SUMENEP, ESTORIA – Datangnya musim penghujan menjadi penanda dimulainya kembali masa tanam para petani. Namun, alih-alih fokus mempersiapkan lahan, para petani di tiga desa, Taman Sare, Jadung, dan Candi, harus berhadapan dengan persoalan layanan pupuk bersubsidi di Kios Pupuk Nusa Indah, Desa Candi.
Seorang petani yang identitasnya dirahasiakan mengungkapkan bahwa pelayanan buruk di kios tersebut telah berlangsung lama. Para petani, kata dia, sering harus menunggu sejak dini hari hanya untuk bisa mendapatkan pupuk yang seharusnya mudah diakses.
“Kadang kami sudah menunggu sejak subuh hanya untuk mengambil pupuk, Pak. Tapi jam delapan orangnya sudah tidak di tempat karena katanya pergi ke tokonya. Bahkan kami sering menghabiskan waktu seharian hanya untuk mendapatkan pupuk,” keluhnya kepada wartawan, Rabu (19/11).
Ia menegaskan bahwa kondisi tersebut bukan sekadar kejadian sesekali, melainkan pola pelayanan yang sudah berlangsung bertahun-tahun. Situasi ini membuat jadwal tanam para petani tidak efektif, karena mereka mesti menyesuaikan aktivitas dengan jam layanan kios yang dinilai tidak berpihak kepada kebutuhan petani.
“Kami ini petani, Pak. Banyak pekerjaan yang harus dilakukan. Tapi waktu kami habis hanya untuk menunggu pupuk,” ujarnya.

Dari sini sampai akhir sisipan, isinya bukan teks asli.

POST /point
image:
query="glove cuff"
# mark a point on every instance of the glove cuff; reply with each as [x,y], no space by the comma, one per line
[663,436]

Puncak keresahan terjadi ketika para petani dari tiga desa itu berkumpul di rumah salah satu kepala desa sekitar pukul 05.50 WIB untuk membahas persoalan yang sama. Sebagian bahkan mengusulkan agar pengelola kios diganti demi kepastian layanan yang lebih baik.
“Pagi tadi para petani berkumpul di rumah salah satu kepala desa untuk membahas masalah ini, atau kalau bisa ya diganti kiosnya, Pak,” ungkap salah satu petani.
Menanggapi hal tersebut, Ketua Fraksi PKB DPRD Sumenep, Rasidi, mendesak Dinas Ketahanan Pangan dan Pertanian (DKPP) agar segera turun tangan menertibkan kios pupuk yang dinilai tidak memberikan pelayanan semestinya.
“Seharusnya DKPP tidak membiarkan kios yang mempersulit layanan penebusan pupuk. Kasihan para petani,” tegas Rasidi.
Ia menambahkan bahwa persoalan ini tidak boleh dibiarkan berlarut-larut karena dapat menghambat produktivitas petani pada musim tanam kali ini.